Die meisten sind gerade noch erträglich, aber einige scheinen da echt was kompensieren zu müssen, dabei hätten sie das gar nicht nötig, da hab ich mich dann auch schonmal beschwert und nach 15min entnervt den Film verlassen und mein Geld zurückgefordert (und auch bekommen), da mir dann echt die Ohren klingelten.
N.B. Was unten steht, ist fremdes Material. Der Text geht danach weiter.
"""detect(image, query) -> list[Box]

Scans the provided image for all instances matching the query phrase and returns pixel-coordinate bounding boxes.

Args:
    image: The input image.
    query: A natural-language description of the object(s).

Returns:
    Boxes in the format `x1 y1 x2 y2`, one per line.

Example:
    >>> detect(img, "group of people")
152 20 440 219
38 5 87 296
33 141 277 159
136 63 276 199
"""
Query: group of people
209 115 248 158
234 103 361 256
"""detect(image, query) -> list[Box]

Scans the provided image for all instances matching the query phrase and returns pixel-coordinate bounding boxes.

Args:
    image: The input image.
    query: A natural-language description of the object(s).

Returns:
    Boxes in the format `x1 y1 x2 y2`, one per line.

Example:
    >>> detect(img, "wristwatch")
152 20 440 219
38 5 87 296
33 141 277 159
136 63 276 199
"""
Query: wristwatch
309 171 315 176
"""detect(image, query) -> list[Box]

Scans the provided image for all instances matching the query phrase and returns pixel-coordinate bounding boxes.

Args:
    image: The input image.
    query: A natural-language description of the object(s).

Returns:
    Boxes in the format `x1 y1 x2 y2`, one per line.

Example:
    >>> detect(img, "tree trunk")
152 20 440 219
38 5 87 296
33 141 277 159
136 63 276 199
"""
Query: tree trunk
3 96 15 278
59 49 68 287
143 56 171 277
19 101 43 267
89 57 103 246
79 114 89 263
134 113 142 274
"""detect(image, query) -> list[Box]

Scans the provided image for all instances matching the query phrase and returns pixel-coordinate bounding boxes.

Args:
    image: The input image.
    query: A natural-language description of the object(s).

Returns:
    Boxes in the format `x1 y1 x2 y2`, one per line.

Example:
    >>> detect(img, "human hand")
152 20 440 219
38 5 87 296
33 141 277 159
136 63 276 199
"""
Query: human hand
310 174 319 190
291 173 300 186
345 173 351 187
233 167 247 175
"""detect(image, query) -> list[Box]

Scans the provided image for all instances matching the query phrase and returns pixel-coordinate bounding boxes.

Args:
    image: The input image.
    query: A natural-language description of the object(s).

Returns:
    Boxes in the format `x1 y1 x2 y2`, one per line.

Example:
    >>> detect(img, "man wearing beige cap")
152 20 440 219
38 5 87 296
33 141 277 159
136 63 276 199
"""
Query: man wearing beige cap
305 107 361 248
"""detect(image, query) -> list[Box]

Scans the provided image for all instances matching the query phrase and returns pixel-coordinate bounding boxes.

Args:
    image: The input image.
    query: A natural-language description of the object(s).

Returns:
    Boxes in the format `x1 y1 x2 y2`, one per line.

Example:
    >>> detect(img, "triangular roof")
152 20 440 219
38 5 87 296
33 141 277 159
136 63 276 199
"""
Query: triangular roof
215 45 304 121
Man hat manchmal den Eindruck, das sie so das Unvermögen, einigen Zuschauern klar zu machen, die Klappe zu halten udn sich etwas zu benehmen, übertönen wollen, damit die Leute trotzdem noch den Film verstehen und sich so ein Wettlauf etabliert, wer denn am Ende lauter kann...da denkt man sich iwann dann doch, das die Baustelle an der man vorbei kam, irgendwie leiser war...


----------



## Olstyle (19. September 2021)

Bei den Kinos die ich vor dem großen C besucht habe war das nie ein Problem. Aber da werden die Zuschauer auch nur unruhig wenn Campino wieder versucht sich rein zu schleichen, ansonsten ist da niemand zu übertönen.


----------



## RyzA (19. September 2021)

Andere Zuschauer stören mich meistens nicht so weil ich eh nie in volle Kinovorstellungen gehe.
Ich warte immer ein paar Tage ab. Dann ist es leerer.


----------



## Finallin (19. September 2021)

HisN schrieb:


> Ist doch mit ein Grund warum ich ins Kino gehe.



Ja, sehe ich ganz genauso. - Von dem her ist es mir nicht zu laut. 
Aber es gibt durchaus Szenen die Tontechnisch manchmal so übertrieben sind, es es mich in dem Moment auch stört, aber das ist meckern auf hohem Niveau. - Im Kino will ich beschallt werden.


----------